Andrei Vagin <avagin@xxxxxxxxx> writes:

> On Mon, Jan 30, 2023 at 11:06:02AM +0100, Christian Brauner wrote:
>> On Mon, Jan 30, 2023 at 10:53:31AM +0100, Christian Brauner wrote:
>> > On Sun, Jan 29, 2023 at 01:12:45PM -0500, Colin Walters wrote:
>> > >
>> > >
>> > > On Sun, Jan 29, 2023, at 11:58 AM, Christian Brauner wrote:
>> > > > On Sun, Jan 29, 2023 at 08:59:32AM -0500, Colin Walters wrote:
>> > > >>
>> > > >>
>> > > >> On Wed, Jan 25, 2023, at 11:30 AM, Giuseppe Scrivano wrote:
>> > > >> >
>> > > >> > After reading some comments on the LWN.net article, I wonder if
>> > > >> > PR_HIDE_SELF_EXE should apply to CAP_SYS_ADMIN in the initial user
>> > > >> > namespace or if in this case root should keep the privilege to inspect
>> > > >> > the binary of a process. If a container runs with that many privileges
>> > > >> > then it has already other ways to damage the host anyway.
>> > > >>
>> > > >> Right, that's what I was trying to express with the "make it
>> > > >> work the same as map_files". Hiding the entry entirely even
>> > > >> for initial-namespace-root (real root) seems like it's going
>> > > >> to potentially confuse profiling/tracing/debugging tools for
>> > > >> no good reason.
>> > > >
>> > > > If this can be circumvented via CAP_SYS_ADMIN
>> > >
>> > > To be clear, I'm proposing CAP_SYS_ADMIN in the current user
>> > > namespace at the time of the prctl(). (Or if keeping around a
>> > > reference just for this is too problematic, perhaps hardcoding
>> > > to the init ns)
>> >
>> > Oh no, I fully understand.

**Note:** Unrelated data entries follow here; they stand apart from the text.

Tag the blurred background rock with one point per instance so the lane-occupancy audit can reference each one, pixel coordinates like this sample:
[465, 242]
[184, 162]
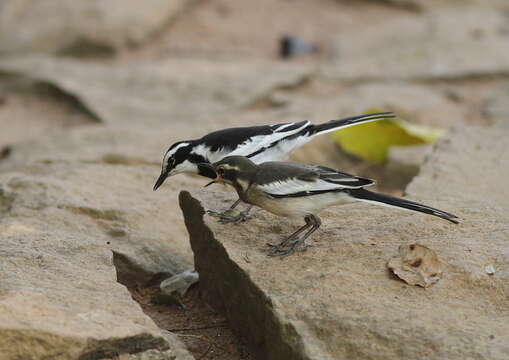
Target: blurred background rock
[93, 92]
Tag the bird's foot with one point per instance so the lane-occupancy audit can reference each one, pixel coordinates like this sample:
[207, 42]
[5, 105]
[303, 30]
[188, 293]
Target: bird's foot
[282, 249]
[229, 216]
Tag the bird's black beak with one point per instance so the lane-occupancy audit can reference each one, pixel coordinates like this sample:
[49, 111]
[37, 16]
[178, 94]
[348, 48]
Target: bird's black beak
[160, 180]
[208, 170]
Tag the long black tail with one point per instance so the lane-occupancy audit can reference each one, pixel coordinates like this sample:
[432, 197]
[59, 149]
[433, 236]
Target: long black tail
[346, 122]
[382, 199]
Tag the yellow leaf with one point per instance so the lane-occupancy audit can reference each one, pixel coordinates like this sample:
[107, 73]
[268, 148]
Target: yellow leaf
[371, 141]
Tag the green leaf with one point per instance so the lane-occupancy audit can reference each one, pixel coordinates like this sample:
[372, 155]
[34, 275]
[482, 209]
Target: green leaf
[371, 141]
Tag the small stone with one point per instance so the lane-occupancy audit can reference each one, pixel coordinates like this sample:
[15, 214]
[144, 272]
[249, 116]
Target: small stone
[416, 265]
[179, 283]
[489, 269]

The point was that the userspace fix protects
>> > even against attackers with CAP_SYS_ADMIN in init_user_ns. And that was
>> > important back then and is still relevant today for some workloads.
>> >
>> > For unprivileged containers where host and container are separate by a
>> > meaningful user namespace boundary this whole mitigation is irrelevant
>> > as the binary can't be overwritten.
>> >
>> > >
>> > > A process with CAP_SYS_ADMIN in a child namespace would still not be able to read the binary.
>> > >
>> > > > then this mitigation
>> > > > becomes immediately way less interesting because the userspace
>> > > > mitigation we came up with protects against CAP_SYS_ADMIN as well
>> > > > without any regression risk.
>> > >
>> > > The userspace mitigation here being "clone self to memfd"? But that's a sufficiently ugly workaround that it's created new problems; see https://lwn.net/Articles/918106/
>> >
>> > But this is a problem with the memfd api not with the fix. Following the
>> > thread the ability to create executable memfds will stay around. As it
>> > should be given how long this has been supported. And they have backward
>> > compatibility in mind which is great.
>>
>> Following up from yesterday's promise to check with the criu org I'm
>> part of: this is going to break criu unforunately as it dumps (and
>> restores) /proc/self/exe. Even with an escape hatch we'd still risk
>> breaking it. Whereas again, the memfd solution doesn't cause those
>> issues.
>>
>> Don't get me wrong it's pretty obvious that I was pretty supportive of
>> this fix especially because it looked rather simple but this is turning
>> out to be less simple than we tought. I don't think that this is worth
>> it given the functioning fixes we already have.
>
> btw: can we use PR_SET_MM_EXE_FILE or PR_SET_MM_MAP (prctl_map.exe_fd) to
> set a dummy exe. Will it have the required effect?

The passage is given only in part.